How to find the clarity that leads to discovering a personal mission?

Start by clearing space for it. Clarity doesn’t typically happen the first time you sit down to find it, although it can. It’s possible to find it by simply staying in motion, listening to what is showing up in your life, paying attention to the lessons and taking what appears as the next right action. That has primarily been my way, but it now feels too slow, it’s no longer working for me.

Access to your clarity requires taking full responsibility for where you are in life, so you can take full responsibility for where you want to go. You will need to get out of your own way, by taking control of the following limiting ways of being:

Own where you ‘practice’ resistance, where you are tolerating ambivalence, or
camping out in your comfort zone.

Realize where you yourself are creating obstacles, chaos or clutter, providing self-imposed blocks to clarity.

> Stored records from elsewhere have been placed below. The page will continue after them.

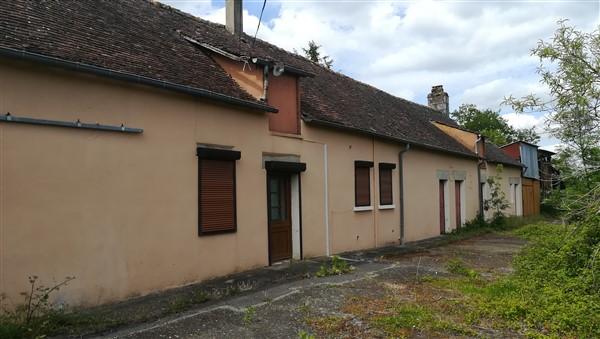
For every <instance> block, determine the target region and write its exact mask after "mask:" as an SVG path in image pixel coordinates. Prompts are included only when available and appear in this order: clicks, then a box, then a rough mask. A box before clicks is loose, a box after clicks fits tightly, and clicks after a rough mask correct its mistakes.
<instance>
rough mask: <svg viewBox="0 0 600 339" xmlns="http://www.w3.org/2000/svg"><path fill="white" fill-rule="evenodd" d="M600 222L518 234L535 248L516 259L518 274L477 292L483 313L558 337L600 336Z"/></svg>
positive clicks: (590, 218) (533, 231) (486, 286)
mask: <svg viewBox="0 0 600 339" xmlns="http://www.w3.org/2000/svg"><path fill="white" fill-rule="evenodd" d="M599 222H600V217H595V218H589V219H588V220H586V221H585V222H582V223H578V224H575V225H571V226H567V227H565V226H562V225H558V224H551V223H536V224H532V225H529V226H527V227H524V228H522V229H519V230H517V231H515V232H514V233H515V234H517V235H520V236H522V237H524V238H526V239H528V240H529V241H530V244H529V245H528V246H526V247H525V248H524V249H523V251H522V252H521V253H520V254H519V255H517V256H516V257H515V259H514V268H515V272H514V274H512V275H511V276H508V277H505V278H502V279H500V280H499V281H496V282H494V283H492V284H489V285H487V286H485V287H482V288H479V289H474V291H475V293H474V296H475V299H474V300H476V305H477V312H480V313H481V314H482V315H488V316H496V317H500V318H502V319H504V320H506V321H507V322H508V323H511V324H513V325H515V326H517V327H518V326H521V327H522V326H524V327H525V328H530V329H534V330H535V331H538V332H542V333H549V334H552V335H556V336H576V337H600V288H599V281H598V277H599V276H600V269H598V265H597V264H595V263H594V262H593V258H594V253H597V252H598V248H600V247H599V246H600V245H599V240H600V231H599V227H600V223H599Z"/></svg>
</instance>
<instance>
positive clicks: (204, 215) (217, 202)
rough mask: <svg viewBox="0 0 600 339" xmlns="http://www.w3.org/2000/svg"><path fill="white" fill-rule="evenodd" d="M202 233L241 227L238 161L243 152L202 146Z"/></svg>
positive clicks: (200, 189)
mask: <svg viewBox="0 0 600 339" xmlns="http://www.w3.org/2000/svg"><path fill="white" fill-rule="evenodd" d="M197 155H198V234H199V235H208V234H217V233H225V232H235V231H236V230H237V218H236V194H235V162H236V160H238V159H240V152H238V151H231V150H221V149H212V148H198V149H197Z"/></svg>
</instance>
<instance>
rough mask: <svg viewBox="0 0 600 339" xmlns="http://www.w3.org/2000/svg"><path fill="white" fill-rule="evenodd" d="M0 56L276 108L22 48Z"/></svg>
mask: <svg viewBox="0 0 600 339" xmlns="http://www.w3.org/2000/svg"><path fill="white" fill-rule="evenodd" d="M0 56H3V57H8V58H13V59H19V60H26V61H32V62H37V63H42V64H45V65H48V66H55V67H60V68H63V69H67V70H71V71H77V72H83V73H89V74H94V75H99V76H104V77H109V78H112V79H117V80H121V81H127V82H133V83H138V84H143V85H149V86H153V87H158V88H163V89H167V90H171V91H175V92H179V93H184V94H188V95H192V96H196V97H201V98H205V99H210V100H215V101H219V102H222V103H226V104H231V105H235V106H240V107H245V108H249V109H252V110H258V111H263V112H270V113H277V112H278V109H277V108H274V107H271V106H268V105H265V104H261V103H258V102H253V101H249V100H244V99H240V98H236V97H232V96H229V95H225V94H221V93H217V92H213V91H210V90H207V89H203V88H196V87H191V86H186V85H180V84H176V83H172V82H168V81H163V80H158V79H154V78H149V77H144V76H140V75H136V74H132V73H126V72H122V71H115V70H111V69H108V68H103V67H98V66H94V65H89V64H85V63H80V62H74V61H69V60H65V59H61V58H56V57H52V56H48V55H44V54H38V53H33V52H27V51H23V50H17V49H13V48H7V47H0Z"/></svg>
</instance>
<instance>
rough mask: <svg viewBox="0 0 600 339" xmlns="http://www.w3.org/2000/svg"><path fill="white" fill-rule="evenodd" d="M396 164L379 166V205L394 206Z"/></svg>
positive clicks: (383, 164)
mask: <svg viewBox="0 0 600 339" xmlns="http://www.w3.org/2000/svg"><path fill="white" fill-rule="evenodd" d="M394 168H396V164H388V163H380V164H379V205H381V206H385V205H393V204H394V194H393V188H392V187H393V186H392V170H393V169H394Z"/></svg>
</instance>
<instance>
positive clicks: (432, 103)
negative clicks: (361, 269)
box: [427, 85, 450, 115]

Find where you are ‘trying to do everything yourself’ and ask for help; most of us don’t see what’s right in front of us about ourselves. Ask for help, get feedback, get in ‘receiving’ mode.

Look at where you don’t seem to be applying your previous lessons, where you are stuck in repeating patterns.

Honestly critique your use of goals (or lack thereof); they work if well written, clear, specific, and have accountability built in. They work with consistent reviewing, visualizing and evaluating. Yours don’t have those elements? Back to the drawing board with you!

Answering Aubrey’s 3 Questions; My Personal Mission Statement

I put in the time to clear my own blocks, and dug into these questions;

Unsplash

What do I love about the world?

I love that I see all human beings are creators and intimately a part of the life force that beats our hearts and breaths our lungs.

I love when people find their greatness, when they have seen something and move to create it.

I love that people get inspired help each other. People see each other, they connect, they communicate, collaborate, and create something together, something greater than what any single person could do alone.

What is preventing these things from reaching their greatest happiness and fulfillment?

So much of what gets in the way of our fulfillment as creators is the insidious presence of blocks. They come in all shapes and sizes. We don’t see how culture and biology can keep us in separation, distracted and unaware. We don’t realize we’re encouraged to believe in someone else’s idea of what’s right or wrong, or even possible. Most don’t see through lifelong conditioning, limiting beliefs, and the chronic influence of a negative environment. We get sucked in to the lack mentality. We can be prisoners of the many faces of fear; comparison, judgement, rejection, failure, and the crippling ‘what others think.’

What is the most important role I could play to help those things I love?

Become great at finding my own clarity, to go first. No settling for anything less than the deepest clarity possible, any given time. If I master clarity myself, then in my profession I can solve that problem for others. After that, it’s an open field.

There it is, to be refined.

During this exercise, I realized that ‘not enough’ clarity and looking for ‘what I’m not seeing’ has been a theme throughout my entire life. Especially so over the last year, as I’ve been working to accelerate shifts in my life. I just never saw clarity as a fundamental I should focus on, obviously! As Marcus Aurelius said in so many words, this obstacle is precisely the way for me, this obstacle is ‘the gift that will keep on giving’. There will always be greater opportunities for clarity, I’ll be at a new place in my consciousness and the next piece of the puzzle will beckon me. Only now I’ll be better at it, and as Byron Katie teaches in The Work, ‘Not only am I willing to live this, I look forward to it.’